Jose Adolfo Paredes Marquez, un ex-soldat de 54 ans, a été placé en détention en tant « qu'auteur matériel du meurtre » de Jara, le 16 septembre 1973 dans un stade de Santiago, a déclaré à des journalistes le juge Juan Eduardo Fuentes, qui l'a entendu.
« Je suis innocent ! » a lancé Paredes à la presse, avant d'être conduit à une prison haute sécurité. « Il faut aller chercher les hauts commandements, je n'étais qu'un gamin ! »
Le juge n'a donné aucune indication sur d'éventuels commanditaires.
Jara, auteur-compositeur-interprète et homme de théâtre, était une des figures les plus connues du monde artistique et musical chilien à sa mort, à 39 ans.
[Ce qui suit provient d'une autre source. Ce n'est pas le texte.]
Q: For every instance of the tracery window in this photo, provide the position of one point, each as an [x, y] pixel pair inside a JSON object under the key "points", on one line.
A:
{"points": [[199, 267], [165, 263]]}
Il est devenu un symbole de la violence, dès les premières jours, de la dictature Pinochet (1973-90) qui fit plus de 3.000 morts et disparus.
Arrêté dans les heures suivant le putsch du 11 septembre, Jara fut conduit dans un stade où les militaires détenaient quelque 5.000 personnes. Là, il fut longuement frappé et torturé, ses doigts brisés à coups de crosse et de bottes, avant d'être abattu à la mitraillette, avec d'autres détenus.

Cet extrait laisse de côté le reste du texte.